A treat for the eyes

Lemon cookies are decorated carefully and any cookie that doesn't make the cut is tossed aside.

Alooming apocalypse doesn't mean Southern Oregonians have to start stocking up on canned tuna. Not when the country's source for gourmet pears and Moose Munch sits in our own backyard.

Harry & David has been a Rogue Valley mainstay since 1910, when Seattle businessman Samuel Rosenberg purchased Bear Creek Orchard in Medford.

If you go

Harry & David's hour-long tours run Monday through Friday. Times are 9:15 a.m., 10:30 a.m., 12:30 p.m. and 1:45 p.m.

Admission is $5 and includes a $5 off coupon on purchases of $40 or more spent at the Harry & David Country Store. Tours start and finish at Harry & David Country Village, 1314 Center Drive, Medford.

Tour space is limited, so call 1-877-322-8000 to make a reservation, or call the Country Store at 541-864-2278.

In 1934, his sons, Harry and David, started marketing their pears to some of the wealthiest men in New York. Three years later, the Fruit of the Month Club was born, and Harry & David has been a leader in the gourmet gift industry ever since.

It's no wonder, then, that the behind-the-scenes Harry & David tour is a popular draw among locals and tourists alike.

"I think a lot of people who have lived in the valley come and are quite shocked how much is going on," tour director Kay Armstrong says. "It's happening in their own backyard."

You meet at the Harry & David Country Village, 1314 Center Drive, where right off the bat you're treated with samples: fresh-baked scones with blood orange marmalade. Freshly brewed Orchard Peach Tea from Harry & David and the Republic of Tea. Chocolate-covered cherries.

Then it's a short van ride to Harry & David's baking and candy-making plant on South Pacific Highway. Along the way, a video provides background on the brothers.

David had the gift of gab and reveled in attention-grabbing publicity events, such as bringing an elephant to the orchard and riding it, while Harry worked behind the scenes as a savvy businessman and numbers guy who didn't do anything involving elephants.

Inside the baking and candy-making facility is a sweet-tooth's paradise, where from a bank of windows you can watch cookies, cakes and other confections being made.

Visitors accustomed to the perfect cookies and chocolates they find at the store and delivered from the catalog might be surprised to learn many of the goodies are made and inspected by hand. Any broken pieces, by the way, go to the company's break room.

The aroma of Moose Munch wafting from the building is reason enough to add the tour to your bucket list. Butter and sugar are combined into large heated mixing tubs. Once the caramel reaches a precise temperature, the popcorn is dropped in, and the Moose Munch is spread on a cooling conveyor belt before heading to the chocolate enrober.

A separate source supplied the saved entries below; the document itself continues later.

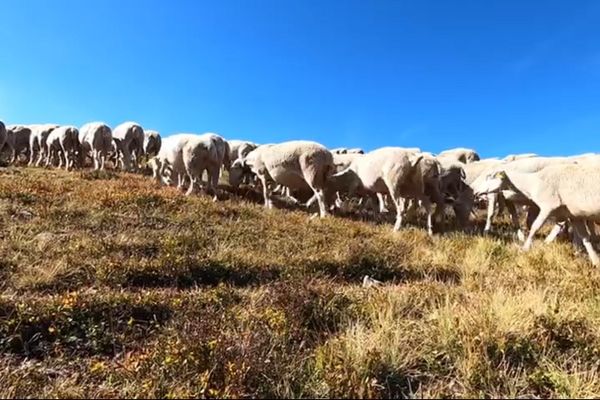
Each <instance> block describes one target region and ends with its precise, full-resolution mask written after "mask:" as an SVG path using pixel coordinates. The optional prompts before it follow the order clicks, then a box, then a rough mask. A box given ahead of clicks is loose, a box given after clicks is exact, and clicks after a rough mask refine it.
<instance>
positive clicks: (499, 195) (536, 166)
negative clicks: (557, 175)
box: [473, 157, 575, 240]
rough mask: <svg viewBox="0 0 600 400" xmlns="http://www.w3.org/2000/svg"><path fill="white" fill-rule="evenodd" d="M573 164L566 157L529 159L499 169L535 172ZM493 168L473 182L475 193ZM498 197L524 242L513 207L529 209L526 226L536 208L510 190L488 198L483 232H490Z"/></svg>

Armstrong says Harry & David produces four tubs of Moose Munch an hour, 10 hours a day, four days a week, with each tub holding 200 pounds.


In a different room, workers are hand-feeding graham crackers through the chocolate enrober, after which they are topped with squiggly lines of white chocolate by a Woody Stringer machine and then inspected by hand. Cookies and cakes are frosted by hand, too.

On the way to the packing and production building, the bus heads through one of the original pear orchards, where horticulture nerds will appreciate such phrases as "sustainable agriculture," "organically grown" and "high yields per tree."

For everyone else, there's plenty of scenery to take in as you learn Harry & David grows 17,000 tons of pears annually and its campus holds 100,000 square feet of dry storage and 135,000 square feet of cold storage.

In the packing and production building, employees assemble raw goodies into finished Towers of Treats. Ribbon Area supervisor Margaret Moser takes a regular piece of ribbon and transforms it into a three-dimensional gift bow, all by hand, with no guide other than her years of experience.

"People expect it to be just robots and machines, but we pack our boxes with love and care," says Armstrong, a 23-year veteran of the company.

Armstrong recommends locals take the tour in September or October, when Harry & David has finished harvest and is gearing up for the holidays. Armstrong says many people come in December hoping to see the factory in full swing, but by then the rush is over.

"Christmas pretty much ends (in production) on Dec. 5," Armstrong says.

And if you want that intoxicating smell of Moose Munch, don't come on Fridays. Moose Munch isn't made on Fridays.

"There's just lots of excitement going on," Armstrong says. "You never know what you'll see getting made."